The difference between the Swedes and us is that the Swedes believe themselves when they say drug use is a social menace. The result is that their drug and crime rates are a fraction of ours. We have not lost the war on drugs – we’ve never had one.

But the Home Affairs Select Committee didn’t visit Sweden, nor talk to authoritative Swedish experts. Instead, it took evidence from a wholly disproportionate number of drug legalisers and muddleheads.

The reason so many of the great and good are going down this route is that they don’t want their own pot-puffing children to get criminal records. So to protect the reputations of the parents of Tabitha or Orlando, the young of Lambeth and other inner cities are to be thrown to the drug wolves.

In particular, the argument that the cannabis law is an ass has confused the whole debate. Cannabis is being used as a Trojan horse for the legalisation of all drugs; and the medicinal use of cannabinoids is being used as a Trojan horse for the legalisation of cannabis.
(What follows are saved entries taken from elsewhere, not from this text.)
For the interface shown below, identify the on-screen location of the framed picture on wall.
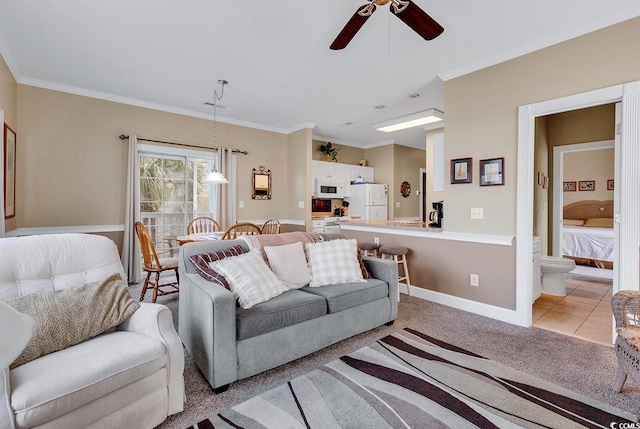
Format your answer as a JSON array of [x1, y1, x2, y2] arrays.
[[579, 180, 595, 191], [479, 157, 504, 186], [563, 181, 576, 192], [4, 123, 15, 219], [450, 157, 472, 184], [607, 179, 614, 190]]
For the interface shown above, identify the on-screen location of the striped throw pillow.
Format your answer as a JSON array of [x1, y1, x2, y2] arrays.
[[210, 250, 288, 309], [189, 244, 245, 289], [305, 238, 365, 287]]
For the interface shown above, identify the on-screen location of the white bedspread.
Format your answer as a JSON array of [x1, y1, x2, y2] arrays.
[[563, 225, 613, 262]]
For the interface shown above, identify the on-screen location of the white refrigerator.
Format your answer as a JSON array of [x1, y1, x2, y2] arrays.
[[348, 184, 388, 221]]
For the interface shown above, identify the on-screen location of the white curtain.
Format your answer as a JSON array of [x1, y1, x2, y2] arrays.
[[216, 148, 235, 229], [121, 135, 141, 283]]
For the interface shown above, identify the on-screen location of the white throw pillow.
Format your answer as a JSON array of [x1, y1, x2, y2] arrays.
[[210, 250, 288, 309], [305, 238, 365, 287], [264, 242, 311, 289]]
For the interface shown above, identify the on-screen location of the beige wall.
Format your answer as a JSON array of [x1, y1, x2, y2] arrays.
[[444, 16, 640, 236], [563, 149, 614, 205], [533, 117, 550, 253], [287, 128, 313, 230], [342, 229, 517, 309], [0, 55, 18, 231], [16, 85, 293, 233], [393, 145, 426, 219]]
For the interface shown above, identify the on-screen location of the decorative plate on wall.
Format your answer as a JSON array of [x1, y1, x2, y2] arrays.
[[400, 181, 411, 198]]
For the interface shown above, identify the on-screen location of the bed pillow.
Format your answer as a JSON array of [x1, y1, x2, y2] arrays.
[[264, 242, 311, 289], [190, 244, 245, 289], [210, 250, 288, 309], [583, 217, 614, 228], [563, 219, 585, 226], [4, 274, 138, 369], [305, 238, 365, 287]]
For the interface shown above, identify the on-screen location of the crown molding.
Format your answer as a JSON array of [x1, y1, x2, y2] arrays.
[[17, 77, 294, 135], [439, 5, 640, 82]]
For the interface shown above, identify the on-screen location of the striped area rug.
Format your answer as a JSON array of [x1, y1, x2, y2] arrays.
[[190, 328, 638, 428]]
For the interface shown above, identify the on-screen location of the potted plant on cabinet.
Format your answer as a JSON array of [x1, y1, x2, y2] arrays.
[[319, 142, 339, 162]]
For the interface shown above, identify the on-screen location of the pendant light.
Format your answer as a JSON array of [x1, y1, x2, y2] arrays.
[[204, 79, 230, 184]]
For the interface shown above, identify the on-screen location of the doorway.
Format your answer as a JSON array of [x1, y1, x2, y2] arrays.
[[516, 81, 640, 329]]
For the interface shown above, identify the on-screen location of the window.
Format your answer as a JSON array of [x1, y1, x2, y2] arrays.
[[138, 144, 235, 254]]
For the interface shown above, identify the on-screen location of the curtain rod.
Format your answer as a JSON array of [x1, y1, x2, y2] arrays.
[[118, 134, 248, 155]]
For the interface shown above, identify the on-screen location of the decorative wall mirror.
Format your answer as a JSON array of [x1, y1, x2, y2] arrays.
[[400, 181, 411, 198], [252, 166, 272, 200]]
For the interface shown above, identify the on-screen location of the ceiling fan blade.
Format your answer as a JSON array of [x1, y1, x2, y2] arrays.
[[393, 1, 443, 41], [330, 3, 377, 50]]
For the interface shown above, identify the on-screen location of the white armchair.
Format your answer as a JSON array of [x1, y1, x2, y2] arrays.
[[0, 234, 184, 429]]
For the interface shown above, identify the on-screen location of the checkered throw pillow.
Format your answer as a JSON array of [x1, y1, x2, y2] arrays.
[[189, 244, 245, 289], [305, 238, 365, 287], [210, 250, 288, 309]]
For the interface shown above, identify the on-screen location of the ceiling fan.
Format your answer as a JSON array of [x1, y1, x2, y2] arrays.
[[330, 0, 443, 50]]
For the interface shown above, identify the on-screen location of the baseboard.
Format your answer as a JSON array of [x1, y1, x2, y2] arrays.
[[402, 283, 523, 326]]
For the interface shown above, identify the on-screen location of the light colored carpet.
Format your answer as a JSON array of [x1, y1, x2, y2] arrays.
[[127, 282, 640, 429], [192, 328, 637, 428]]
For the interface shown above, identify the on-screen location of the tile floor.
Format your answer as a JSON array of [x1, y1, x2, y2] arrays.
[[533, 278, 613, 346]]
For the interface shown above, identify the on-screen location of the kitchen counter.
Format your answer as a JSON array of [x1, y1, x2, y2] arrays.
[[338, 219, 443, 232]]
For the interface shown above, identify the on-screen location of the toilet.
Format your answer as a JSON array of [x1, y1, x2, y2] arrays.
[[539, 256, 576, 296]]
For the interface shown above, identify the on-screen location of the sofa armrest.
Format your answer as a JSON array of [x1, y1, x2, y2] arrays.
[[117, 303, 185, 415], [1, 369, 15, 429], [364, 257, 399, 321], [178, 272, 238, 390]]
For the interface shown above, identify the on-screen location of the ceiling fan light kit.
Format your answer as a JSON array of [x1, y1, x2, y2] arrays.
[[373, 108, 444, 132], [330, 0, 444, 50]]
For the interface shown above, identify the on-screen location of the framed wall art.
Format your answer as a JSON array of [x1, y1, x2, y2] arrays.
[[607, 179, 614, 191], [450, 157, 472, 184], [479, 157, 504, 186], [579, 180, 595, 191], [563, 181, 576, 192], [4, 124, 15, 219]]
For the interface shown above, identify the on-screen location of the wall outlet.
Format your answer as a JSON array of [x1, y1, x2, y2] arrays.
[[470, 208, 483, 219], [298, 200, 304, 208], [374, 237, 379, 245], [395, 202, 400, 208], [239, 200, 244, 209], [470, 274, 479, 287]]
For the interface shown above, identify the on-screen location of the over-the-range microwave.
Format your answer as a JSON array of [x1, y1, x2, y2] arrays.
[[315, 179, 344, 198]]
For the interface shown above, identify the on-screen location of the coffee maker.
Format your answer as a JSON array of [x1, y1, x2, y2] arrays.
[[428, 201, 444, 228]]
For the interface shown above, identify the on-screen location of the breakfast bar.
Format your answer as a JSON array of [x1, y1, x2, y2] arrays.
[[337, 219, 517, 313]]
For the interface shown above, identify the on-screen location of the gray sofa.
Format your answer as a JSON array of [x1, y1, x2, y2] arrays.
[[178, 236, 398, 392]]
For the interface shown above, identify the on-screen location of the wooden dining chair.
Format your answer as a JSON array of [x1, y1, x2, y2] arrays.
[[134, 221, 180, 303], [221, 222, 262, 240], [187, 216, 222, 234], [261, 218, 281, 234]]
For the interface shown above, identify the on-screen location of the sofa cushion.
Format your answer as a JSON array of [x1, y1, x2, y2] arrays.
[[264, 241, 311, 289], [305, 239, 364, 287], [236, 289, 327, 340], [5, 273, 139, 369], [301, 278, 388, 313], [189, 244, 245, 290], [10, 331, 166, 428], [211, 250, 288, 309]]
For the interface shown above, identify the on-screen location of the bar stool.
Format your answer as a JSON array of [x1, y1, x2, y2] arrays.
[[358, 242, 380, 258], [379, 246, 411, 297]]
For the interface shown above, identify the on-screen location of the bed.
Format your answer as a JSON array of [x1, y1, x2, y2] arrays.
[[562, 200, 614, 269]]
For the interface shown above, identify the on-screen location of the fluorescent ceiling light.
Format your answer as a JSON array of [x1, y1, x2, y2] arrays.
[[373, 108, 444, 132]]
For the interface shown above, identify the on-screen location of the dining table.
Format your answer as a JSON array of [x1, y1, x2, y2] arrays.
[[175, 231, 224, 245]]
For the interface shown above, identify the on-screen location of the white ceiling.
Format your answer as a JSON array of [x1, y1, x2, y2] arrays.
[[1, 0, 639, 149]]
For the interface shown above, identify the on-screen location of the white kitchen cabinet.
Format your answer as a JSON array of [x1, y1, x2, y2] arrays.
[[312, 161, 374, 198]]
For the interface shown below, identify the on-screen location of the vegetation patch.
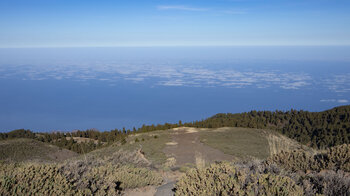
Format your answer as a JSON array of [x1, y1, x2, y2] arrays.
[[0, 149, 163, 195], [267, 144, 350, 172], [175, 144, 350, 196], [175, 162, 303, 196], [120, 130, 171, 166], [199, 127, 270, 159], [190, 105, 350, 149], [0, 138, 77, 163], [0, 163, 76, 195], [1, 106, 350, 154]]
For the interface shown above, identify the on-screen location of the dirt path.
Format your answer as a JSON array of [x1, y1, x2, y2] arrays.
[[154, 181, 176, 196], [123, 186, 156, 196], [155, 127, 235, 195], [163, 127, 235, 168]]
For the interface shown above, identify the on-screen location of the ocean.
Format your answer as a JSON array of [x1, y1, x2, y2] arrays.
[[0, 46, 349, 132]]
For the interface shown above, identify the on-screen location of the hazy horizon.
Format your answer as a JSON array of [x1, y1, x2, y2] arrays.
[[1, 46, 349, 132], [1, 0, 350, 132]]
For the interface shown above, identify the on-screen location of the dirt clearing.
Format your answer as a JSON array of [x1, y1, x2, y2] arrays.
[[163, 127, 235, 167]]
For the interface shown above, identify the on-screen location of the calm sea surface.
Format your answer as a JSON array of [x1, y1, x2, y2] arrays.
[[0, 46, 349, 132]]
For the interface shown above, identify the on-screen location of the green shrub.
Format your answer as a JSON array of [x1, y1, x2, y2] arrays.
[[0, 164, 76, 195], [266, 145, 350, 195], [249, 173, 303, 196], [325, 144, 350, 172], [300, 170, 350, 196], [267, 150, 320, 172], [175, 162, 303, 196], [268, 144, 350, 172], [75, 164, 162, 194], [175, 162, 245, 196], [0, 149, 162, 196]]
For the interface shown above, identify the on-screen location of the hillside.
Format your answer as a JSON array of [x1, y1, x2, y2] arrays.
[[1, 126, 350, 195], [2, 105, 349, 155], [189, 105, 350, 149], [0, 138, 77, 163], [84, 127, 312, 170], [0, 127, 316, 167], [0, 106, 349, 195]]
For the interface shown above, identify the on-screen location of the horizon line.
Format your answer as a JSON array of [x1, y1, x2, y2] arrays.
[[1, 44, 350, 49]]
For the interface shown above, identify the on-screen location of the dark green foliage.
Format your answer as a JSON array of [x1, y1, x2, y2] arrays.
[[0, 129, 35, 140], [121, 138, 127, 145], [186, 105, 350, 149], [1, 129, 129, 154]]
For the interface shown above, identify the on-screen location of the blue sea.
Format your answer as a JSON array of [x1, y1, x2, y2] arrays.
[[0, 46, 349, 132]]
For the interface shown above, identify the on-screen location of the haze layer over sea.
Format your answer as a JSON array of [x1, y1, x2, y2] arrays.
[[0, 46, 349, 132]]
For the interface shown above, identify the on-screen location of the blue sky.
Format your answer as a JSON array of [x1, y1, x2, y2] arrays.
[[0, 0, 350, 47]]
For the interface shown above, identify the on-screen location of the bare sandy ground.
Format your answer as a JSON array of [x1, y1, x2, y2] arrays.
[[123, 186, 156, 196], [165, 142, 178, 146]]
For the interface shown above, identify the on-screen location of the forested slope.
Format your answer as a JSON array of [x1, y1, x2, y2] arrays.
[[188, 105, 350, 149], [1, 105, 349, 152]]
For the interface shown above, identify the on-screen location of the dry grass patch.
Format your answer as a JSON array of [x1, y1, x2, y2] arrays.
[[0, 138, 77, 163], [199, 127, 270, 160], [261, 130, 316, 156], [66, 137, 101, 144], [90, 130, 172, 167]]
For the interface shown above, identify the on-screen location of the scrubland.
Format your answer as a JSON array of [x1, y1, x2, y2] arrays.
[[1, 127, 350, 195]]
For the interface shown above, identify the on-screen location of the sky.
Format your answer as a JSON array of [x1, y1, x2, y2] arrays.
[[0, 0, 350, 47]]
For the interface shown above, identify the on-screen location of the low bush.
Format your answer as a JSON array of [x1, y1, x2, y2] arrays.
[[300, 170, 350, 196], [175, 162, 245, 195], [175, 162, 303, 196], [61, 163, 162, 195], [267, 150, 320, 172], [0, 149, 162, 195], [175, 157, 350, 196], [249, 173, 303, 196], [0, 163, 76, 195], [325, 144, 350, 172], [267, 144, 350, 172]]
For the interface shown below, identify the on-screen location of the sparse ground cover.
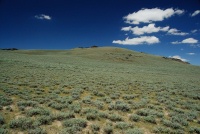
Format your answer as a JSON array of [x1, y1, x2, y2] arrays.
[[0, 47, 200, 133]]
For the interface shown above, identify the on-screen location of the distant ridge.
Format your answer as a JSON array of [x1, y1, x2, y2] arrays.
[[1, 48, 18, 51], [6, 46, 191, 65], [68, 46, 190, 65]]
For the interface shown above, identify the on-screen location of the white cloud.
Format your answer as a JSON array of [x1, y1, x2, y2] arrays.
[[191, 10, 200, 17], [169, 55, 188, 62], [172, 38, 198, 44], [35, 14, 52, 20], [121, 23, 169, 35], [175, 9, 185, 15], [112, 36, 160, 45], [187, 53, 195, 55], [121, 26, 132, 31], [124, 8, 184, 24], [182, 38, 198, 43], [191, 29, 198, 33], [171, 41, 181, 44], [168, 28, 188, 36]]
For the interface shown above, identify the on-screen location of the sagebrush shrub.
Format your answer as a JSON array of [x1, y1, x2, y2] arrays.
[[125, 128, 143, 134], [0, 95, 13, 106], [26, 107, 50, 116], [91, 124, 100, 131], [115, 122, 133, 129], [0, 128, 9, 134], [0, 114, 5, 125], [9, 117, 35, 130], [86, 113, 98, 120], [104, 125, 113, 134], [60, 126, 82, 134], [108, 114, 123, 122], [153, 126, 170, 133], [37, 115, 53, 125], [93, 100, 104, 109], [63, 118, 87, 128], [69, 103, 81, 113], [17, 100, 38, 107], [28, 127, 46, 134], [189, 127, 200, 134], [53, 112, 75, 120], [144, 116, 156, 124], [129, 114, 140, 122]]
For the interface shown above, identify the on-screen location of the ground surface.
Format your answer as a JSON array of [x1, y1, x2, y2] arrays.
[[0, 47, 200, 134]]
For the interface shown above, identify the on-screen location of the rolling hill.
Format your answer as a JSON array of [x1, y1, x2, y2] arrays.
[[0, 47, 200, 134]]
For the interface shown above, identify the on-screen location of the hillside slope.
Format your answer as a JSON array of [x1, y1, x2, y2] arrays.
[[0, 47, 200, 134]]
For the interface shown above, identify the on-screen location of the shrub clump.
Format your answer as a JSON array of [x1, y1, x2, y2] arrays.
[[17, 100, 38, 107], [129, 114, 140, 122], [91, 124, 100, 132], [9, 117, 35, 130], [26, 107, 50, 116], [0, 95, 13, 106], [162, 119, 182, 129], [108, 114, 123, 122], [37, 115, 53, 125], [136, 109, 149, 116], [0, 128, 9, 134], [62, 118, 87, 134], [28, 127, 46, 134], [115, 122, 133, 130], [60, 126, 82, 134], [189, 127, 200, 134], [0, 114, 5, 125], [104, 125, 113, 134], [48, 101, 66, 110], [93, 100, 104, 109], [63, 118, 87, 128], [144, 116, 156, 124], [125, 128, 143, 134], [69, 103, 81, 113], [108, 101, 130, 112], [53, 112, 75, 121], [82, 96, 92, 104], [153, 126, 170, 133], [122, 95, 135, 100]]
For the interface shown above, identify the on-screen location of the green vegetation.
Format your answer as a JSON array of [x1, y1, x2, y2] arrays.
[[0, 47, 200, 133]]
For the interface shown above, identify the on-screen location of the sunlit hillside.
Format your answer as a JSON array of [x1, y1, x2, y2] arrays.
[[0, 47, 200, 134]]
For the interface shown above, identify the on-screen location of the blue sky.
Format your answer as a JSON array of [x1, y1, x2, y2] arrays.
[[0, 0, 200, 65]]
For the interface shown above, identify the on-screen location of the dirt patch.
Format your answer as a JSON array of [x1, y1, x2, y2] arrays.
[[164, 110, 169, 117], [25, 106, 32, 110], [52, 120, 62, 128], [15, 115, 25, 119], [142, 127, 153, 134]]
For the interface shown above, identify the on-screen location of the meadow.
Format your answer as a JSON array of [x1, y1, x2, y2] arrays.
[[0, 47, 200, 134]]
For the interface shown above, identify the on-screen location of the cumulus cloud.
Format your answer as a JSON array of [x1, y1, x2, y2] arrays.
[[191, 10, 200, 17], [168, 28, 188, 36], [182, 38, 198, 43], [124, 8, 184, 24], [35, 14, 52, 20], [172, 38, 198, 44], [187, 53, 195, 55], [112, 36, 160, 45], [169, 55, 188, 62], [121, 23, 169, 35]]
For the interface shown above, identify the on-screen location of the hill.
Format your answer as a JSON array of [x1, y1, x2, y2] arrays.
[[0, 47, 200, 133]]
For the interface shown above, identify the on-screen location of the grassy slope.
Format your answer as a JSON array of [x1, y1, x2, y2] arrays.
[[0, 47, 200, 134]]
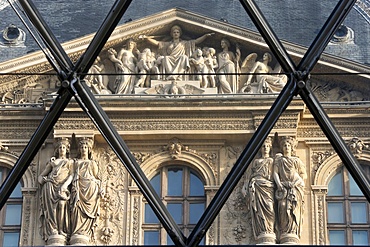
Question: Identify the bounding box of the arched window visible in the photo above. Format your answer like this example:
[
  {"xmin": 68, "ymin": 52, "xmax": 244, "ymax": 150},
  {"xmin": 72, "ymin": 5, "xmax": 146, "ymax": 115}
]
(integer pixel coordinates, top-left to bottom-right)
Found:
[
  {"xmin": 326, "ymin": 165, "xmax": 370, "ymax": 245},
  {"xmin": 143, "ymin": 165, "xmax": 205, "ymax": 245},
  {"xmin": 0, "ymin": 167, "xmax": 23, "ymax": 247}
]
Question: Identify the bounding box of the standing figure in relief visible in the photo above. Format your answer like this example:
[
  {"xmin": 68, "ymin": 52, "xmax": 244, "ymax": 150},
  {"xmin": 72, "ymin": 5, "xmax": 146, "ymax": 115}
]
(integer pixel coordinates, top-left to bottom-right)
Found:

The government is to ask its medicines regulator, the National Institute for Clincial Excellence, to rule on whether cannabis components can be used to treat chronic illness. If their benefits are indeed unambiguous then of course they should be -- just as heroin is medically prescribed for extreme pain relief.

But there is a great difference between smoking cannabis and the selective use of its components. Contrary to popular myth, cannabis is one of the most potent and dangerous drugs around. Among the effects of regular use are permanent damage to memory and thought processes, psychosis, chronic demotivation, cancer, panic attacks, aggression, damage to unborn babies and a low sperm count. Oh, and addiction, and a propensity to use hard drugs too.

Politicians shut their ears to this because they are listening instead to the hum from the compromised middle classes and to the siren song of the legalisation lobby, masquerading as dispassionate experts. The influential charity DrugScope, for example, argues that there should be no criminal sanctions for possessing small amounts of any drug. This is a short step from saying all drugs should be legalised. Why is the Home Office funding such an outfit?

Many believe that because drugs cause crime, legalisation will bring that crime to an end. This is an idiotic argument. Drugs cause crime because they break down moral inhibitions and provoke an insatiable urge to replicate and better the high they deliver. Criminals will always exploit this urge by undercutting any legal supply. The black market would only stop if all drugs were totally free and available without limit.

Drugs are illegal because they are dangerous; they are not dangerous because they are illegal. Drug legalisation would mean the enslavement of millions. Yet mad as this is, we are now heading that way.

Heaven only knows what’s got into our otherwise bullish-sounding Home Secretary. Maybe someone slipped him something in his tea.